L’intervista del Giornale a Massimo Cacciari ha qualcosa di conturbante. Insomma, si può intervistare qualcuno per conoscerne il pensiero, per avere informazioni o per strappargli qualche appetitoso dettaglio sulla sua vita privata (perché no? La curiosità sarà pure un vizio, ma è alla base dello star system, torna utile anche all’intervistato).

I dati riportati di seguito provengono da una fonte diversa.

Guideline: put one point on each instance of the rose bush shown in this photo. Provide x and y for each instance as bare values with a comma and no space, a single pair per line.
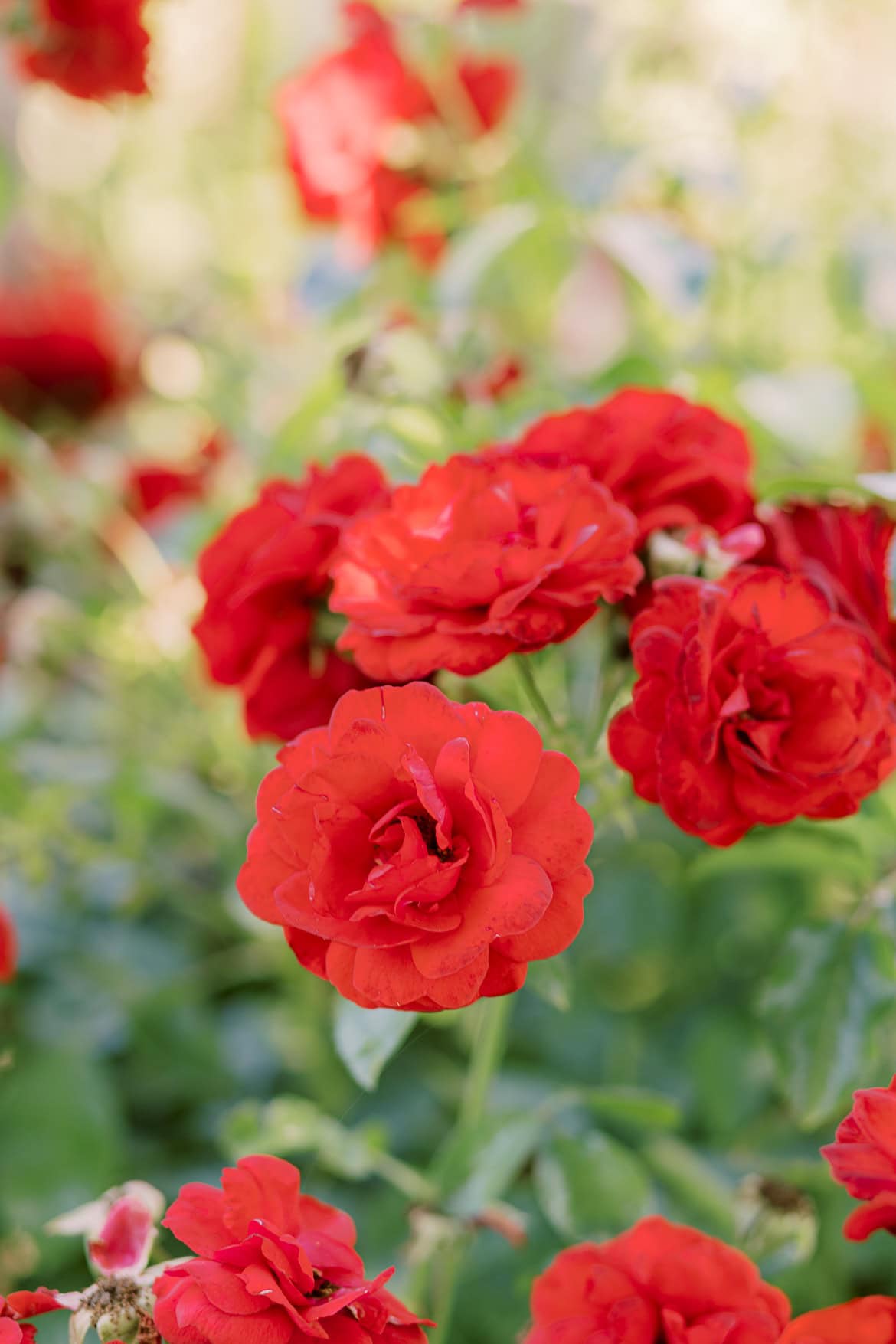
479,561
757,703
420,854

La cronista qui usa invece l’intervista come arma di parte, trasformandola in sarcastico interrogatorio: la sua speranza è mettere in difficoltà il filosofo-politico e il partito a cui costui rimane legato pur fra mille distinguo. L’attacco è tutto un programma. Niente domande. Si comincia con un’affermazione in puro stile nominale: «Massimo Cacciari bocciato dal Tar.» Risposta del professore: «Su che cosa scusi?» E via così.
In fondo, la signora in veste di pubblico ministero sa che Cacciari è un vulcano e che le cose non le manda certo a dire. Deve aver pensato che l’intervista le sarebbe venuta facile facile: santo cielo, vuoi che Cacciari non parli male del Pd? Basterà porgergli la battuta. E vuoi che Cacciari non si lasci sfuggire qualcosa di imbarazzante come l’altra volta quando ha detto che i cittadini sono un esercito di infanti incapaci di arrangiarsi? (Che poi a me sembra una diagnosi corrispondente al vero).
Tutto lecito, per carità. È un tipo di giornalismo oggi molto in voga. Anche sul versante opposto. Sta di fatto che a Cacciari la zampata riesce comunque, e quando accenna alla necessità di una «responsabilizzazione degli enti locali» tocca il punto nevralgico. E allora ricuciamolo il discorso. Perché è vero che da una parte abbiamo una maggioranza di italiani sprovvista di senso civico: gli infanti che, non sapendo arrangiarsi, alimentano il paternalismo delle istituzioni statali e locali, male congenito dell’Italia unita. Ma dall’altra abbiamo tante amministrazioni sprecone, che dissipano il denaro pubblico o, peggio, mettono i bastoni fra le ruote a quelle associazioni di volenterosi che sanno arrangiarsi e tengono unito un tessuto cittadino che altrimenti andrebbe a farsi friggere.
Cacciari, pur nel pessimismo, confida nelle capacità di un vero federalismo di costringere gli enti locali a rendere conto delle loro scelte amministrative. Un vero federalismo. Non quello che ci viene gabellato per tale. Ha ragione? Non lo so. A me sembra che il federalismo, vero o falso, sia nulla se non ricostruiamo un sistema virtuoso dei partiti e una classe dirigente che diriga anziché assecondare passivamente gli orientamenti di pancia del proprio elettorato.